Non è un film. È un esperimento sociale per capire quanti neuroni ti restano vivi dopo 77 minuti di dialoghi tecnici, salti temporali e facce da “non sto capendo nemmeno io cosa ho appena detto”! Eppure… funziona. Maledettamente bene.
Shane Carruth, con un budget che probabilmente non copriva nemmeno il catering di Tenet (7000$) e 5 attori, tira fuori un labirinto mentale che non ti prende per mano, non ti spiega nulla, e ti lascia lì: come un criceto in un acceleratore di particelle. Non c’è musica epica, non ci sono effetti speciali, non c’è nemmeno un personaggio che ti faccia dire “ok, lui è il buono”. Solo due ingegneri, una scatola, e un mucchio di paradossi che ti fanno rivalutare il concetto di “causa-effetto”.

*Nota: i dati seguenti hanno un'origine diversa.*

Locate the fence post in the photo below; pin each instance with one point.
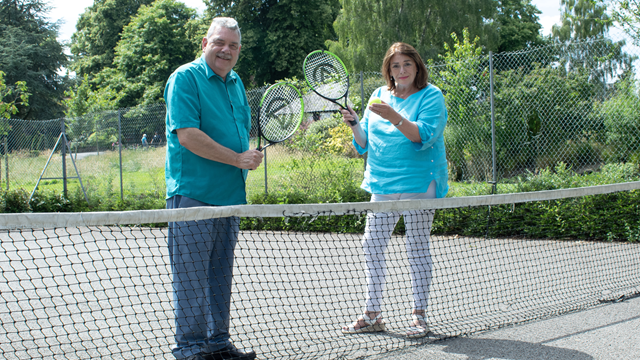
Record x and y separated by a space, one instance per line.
265 172
64 160
120 150
493 124
6 161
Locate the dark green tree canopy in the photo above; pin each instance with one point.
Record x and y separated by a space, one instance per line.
517 25
30 52
277 34
582 19
97 33
153 45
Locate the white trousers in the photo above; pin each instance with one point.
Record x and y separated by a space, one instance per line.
376 238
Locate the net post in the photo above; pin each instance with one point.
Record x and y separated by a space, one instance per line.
6 161
120 150
266 192
493 124
64 159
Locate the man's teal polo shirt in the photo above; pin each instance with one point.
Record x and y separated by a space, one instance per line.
198 98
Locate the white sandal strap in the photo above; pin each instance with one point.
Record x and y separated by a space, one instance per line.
418 317
369 320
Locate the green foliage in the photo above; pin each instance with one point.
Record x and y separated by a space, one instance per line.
10 99
153 45
32 55
367 28
582 19
517 25
559 104
277 35
15 201
622 125
49 201
627 14
463 79
98 31
328 179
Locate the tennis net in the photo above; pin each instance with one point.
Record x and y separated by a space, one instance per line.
99 285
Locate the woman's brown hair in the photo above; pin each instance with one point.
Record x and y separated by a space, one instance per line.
422 74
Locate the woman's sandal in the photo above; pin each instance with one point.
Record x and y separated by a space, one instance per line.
418 331
372 325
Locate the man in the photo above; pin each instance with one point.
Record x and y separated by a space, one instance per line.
208 123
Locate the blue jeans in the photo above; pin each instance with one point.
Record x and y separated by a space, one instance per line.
201 254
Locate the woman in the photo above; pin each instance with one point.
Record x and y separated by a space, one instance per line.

Se cerchi il classico film di fantascienza con viaggi nel tempo, inseguimenti e gente che urla “non toccare il passato!”, Primer ti farà venire voglia di tornare indietro nel tempo per non averlo iniziato. Ma se ti piace il genere prima che "fosse di moda", se ami i film che non ti spiegano nulla perché sanno che tu puoi capirlo, puoi provare a parafrasarlo, allora Primer è una piccola gemma. Una gemma ruvida, criptica, e probabilmente impossibile da decifrare al primo colpo. Ma è proprio lì il bello.
Non è un film per tutti. È un film per chi ama perdersi e, soprattutto, non ha paura di non ritrovarsi.